# [Modem Problem] No dialing.. Please help..



## //siddhartha// (Dec 14, 2006)

Hi! Everyone..
 Well, I use a SmartLink 56 kbps Fax modem to conect to the internet. Actually, I stay away from home and use it only when I come home.. Nobody uses it in my absence. Few days back I left my PC working fine and no glitches in connecting or nay such stuff with a speed of around 50.5 kps.
However, I just returned yesterday and saw that my modem wasn't dialing at all.
 The modem always dials in Pulse and the dialing is heard both on the speaker and modem speaker. This time there was no such sound. I tried altering the settings, dialing at different times, re-connecting the phone wires, changing the modem port but nothing seems to work.
 WHat should I do now? The Modem came with its own CD and I even re-installed its software and drivers. The software has a facility to check any faults. When I run it, it says the modem is all right but the telephone line has  a problem. 
   But the telephone is connected via the modem. If the telephone has no problems (I even tried dialing 172233 from the phone and it connects to the server all right), how come the wire will..
Please suggest something... Is there a way to test modems? Whether they are fine or are no longer fit to be used... 
>> Siddhartha


----------



## nithinks (Dec 14, 2006)

Even me too faced the same problem with smartlink modem... there was a hardware problem in my modem.But i cant tell that you are also having the same prob.. but in my opinion (75%..!) .. there is a fault in the hardware..


----------



## shashank.love (Dec 14, 2006)

HELLO ,this is the solution for your problem
Go to start ->control panel ->phone and modem options->click on modem ->then in modepm click on properties->now again on modem and now set modem speaker vol->click on apply

or 

search for
modem setting in control panel ->now click on speaker and set speaker volume


----------



## n2casey (Dec 15, 2006)

@ //siddhartha//


Well my suggestion is, check ur modem on other system & also check with other SmartLink modem on ur system (ask a friend, friends r for that  )


----------



## gary4gar (Dec 15, 2006)

this is a simple test to check if your modem is fine for not.

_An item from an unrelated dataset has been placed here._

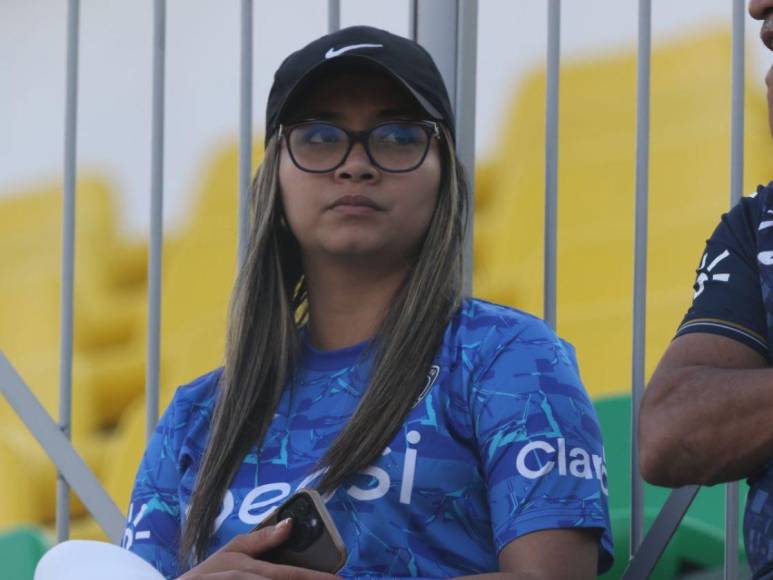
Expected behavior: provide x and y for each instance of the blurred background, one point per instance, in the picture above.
(689, 189)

start>setting>control panel>phone & modem>modem's tab>select the modem>properties>diognostics>query modem

post the result here!


----------



## [A]bu (Dec 15, 2006)

u can try this
open the casin
take out modem and again keep it on the slot

fine it may work...


----------



## suraj (Dec 16, 2006)

hi ..it may be a hardware prolem ,i think it conflicts with other hardware "IRQ".
first take out ur modem from mother bord , just wait 5/6 minutes ,then insert back , then instal ur modem through cd which had come along  ur modem ,
then go to "mycomputer>properties>device manager".......
here u can chek the confliction of ur medem "IRQ". if it conflicts with oter... 
then change the number ,.... 
then go control panel and set up ur modem .


----------



## anilmail17 (Dec 17, 2006)

simple thing dial any number from ur phone and chk that if ur line allow pulse dialling or tone dialing or just change ur dialling rules to pulse mode and then test by calling any number from start>RUN>dialer


----------



## reddick (Dec 17, 2006)

I too got modem problem...I have dialup conn. of sify.The problem is that i have to try 4-5 times to gt connected n if luckly i gt connected,i got too low speed.Only 31kbps  I QUERRY WITH MODEM n here is d report:


> ATQ0V1E0 - OK
> AT+GMM - +GMM: SoftV92 Data Fax Modem
> AT+FCLASS=? - 0,1
> AT#CLS=? - COMMAND NOT SUPPORTED
> ...


Please tell me how to boost that speed...THANKS A LOT BUDDY!
__________
AnyOne Please Help...*It's so urgent*


----------



## //siddhartha// (Dec 19, 2006)

Hi!
@gary4gar I Queried the modem and everytime it shows SUCCESS. I tried everything and even went to my the shop from where I bought the modem and they say there is no probs with the modem but they couldn't check its dialing 'coz NOR THEY NOR ANYBODY ELSE AROUND THEM HAS A LANDLINE. 
Anyways, I am going to test my PC in a day or two on somebody else's landline and see if it works... It seems there is some problem in the phone line....


----------



## gary4gar (Dec 20, 2006)

if query modem test is passed by your modem then your modem is fine, check something else must be wrong
check:-
phone line for dail tone
delete the connection in ur pc & create a new one!


----------



## //siddhartha// (Dec 30, 2006)

Well, I tried everything/.// Nothing seems to work.. I wonder what the problem is.. I mean the modem shows NO SIGNS of problems and yet no connection is being established.. I mean it does not dial at all...


----------